サイバーキルチェーンのフレームワークを使えば、関連する脅威をよく理解し、インシデントの管理と対応を改善できます。ただし、適切に活用すればセキュリティ面でのメリットが大きい一方で、使い方を誤ると組織を危険にさらす可能性があります。キルチェーンは、一部の欠点によって将来性に疑問が持たれています。それでも、多くの組織がサイバーセキュリティ戦略にサイバーキルチェーンの方法論を取り入れています。サイバーセキュリティ戦略に組み込めるアプローチとしてはCyber COBRA (Contextual OBjective RAting)もあります。Cyber COBRAは、脅威について、より動的でコンテキストに応じた評価指標を提供します。
この記事では、サイバーキルチェーンの概要やユースケース、注意事項について説明し、サイバー脅威管理におけるそのメリットとデメリットを考察します。
(SplunkのCKCダッシュボードに関するドキュメント(英語)はこちらからご覧いただけます)
サイバーキルチェーンは、攻撃を複数の段階に分けて考えることによって、高度なサイバー攻撃を検出して阻止できるようにすることを目的としたセキュリティフレームワークです。このモデルを活用することで、組織に影響が及ぶ前に攻撃を識別し、防御または防止することができます。
「キルチェーン」はもともと軍事用語で、敵の攻撃を識別し、複数の段階に分け、先制措置を取る戦略を指します。それを応用したのが当初のサイバーキルチェーンで、2011年にLockheed Martin社によって提唱されました。サイバーキルチェーンの目的は、APT (Advanced Persistent Threat)とも呼ばれる高度なサイバー攻撃に対し、組織の防御力を強化することです。対象となる脅威には以下のものが含まれます。
サイバーキルチェーンの考え方を取り入れることで、攻撃の構想から実行までのあらゆる段階に備え、先手を打つことができます。さらに、キルチェーンのプロセスにCyber COBRAを組み込めば、潜在的な脅威をコンテキストに沿ってより詳細に評価することでフレームワークを強化し、対応戦略を改善できます。
サイバーキルチェーンはMITRE ATT&CKフレームワークとよく比較されます。MITRE ATT&CKもサイバー攻撃を段階化するフレームワークであり、段階の多くがサイバーキルチェーンモデルと類似しています。サイバーキルチェーンとMITRE ATT&CKの主な違いは、キルチェーンでは一部の段階がまとめられ順番に進むのに対して、MITREでは戦術が特定の順序に従っていない点です。
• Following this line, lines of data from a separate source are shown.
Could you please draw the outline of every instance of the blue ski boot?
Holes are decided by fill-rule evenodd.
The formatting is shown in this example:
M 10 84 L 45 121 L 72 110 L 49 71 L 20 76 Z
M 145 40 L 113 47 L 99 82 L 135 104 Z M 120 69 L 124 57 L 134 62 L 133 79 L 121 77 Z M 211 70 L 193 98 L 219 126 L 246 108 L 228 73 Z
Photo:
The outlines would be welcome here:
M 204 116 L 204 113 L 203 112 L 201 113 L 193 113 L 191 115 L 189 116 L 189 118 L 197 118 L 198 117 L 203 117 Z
もう1つの違いは、サイバーキルチェーンフレームワークではサイバー攻撃のプロセスを大きく7つの段階に分けているのに対して、MITRE ATT&CKではサイバー攻撃を細かく分類し、それぞれ関連する技法と手順を探っている点です。Cyber COBRAの方法論は、攻撃の特定のコンテキストに基づいて脅威のレベルを評価するスコアリングシステムを追加し、対応時に優先順位をより正確に判断できるようにすることで、この両方のフレームワークを補完します。キルチェーンとATT&CKの両方の要素をサイバーセキュリティ戦略に取り入れることもできます。この点については後ほど詳しく説明します。
Lockheed Martin社による当初のサイバーキルチェーンモデルでは、攻撃が7つの段階に分けられています。サイバーキルチェーンはセキュリティ業界で最もよく参照されるフレームワークです。攻撃のタイムライン全体を7つの段階に分け、そのそれぞれの段階の攻撃手法とサイバー犯罪者の動機を示しているため、組織は脅威を理解して対策を立てることができます。その7つの段階は次のとおりです。
各段階を詳しく見ていきましょう。
Cyber Kill Chain®、Lockheed Martin社(画像出典)
攻撃者は、標的に関する情報を収集し、脆弱性や侵入できそうな経路を探ります。この段階では、公開データの収集、スパイツールの利用、自動スキャナーによるセキュリティシステムやサードパーティアプリケーションの検出が行われます。
(関連記事:脆弱性、脅威、リスクの関係)
攻撃者は、情報を収集した後、特定した弱点を悪用するためのマルウェアや悪質なペイロードを作成します。この段階では、特定の脆弱性に合わせた新しいマルウェアの開発や既存のプログラムの変更などが行われます。
攻撃者は、標的にマルウェアを送り込んでネットワークへの侵入を試みます。一般的な手口には、フィッシングメール、ソーシャルエンジニアリングツール、ハードウェアやソフトウェアの脆弱性の悪用などがあります。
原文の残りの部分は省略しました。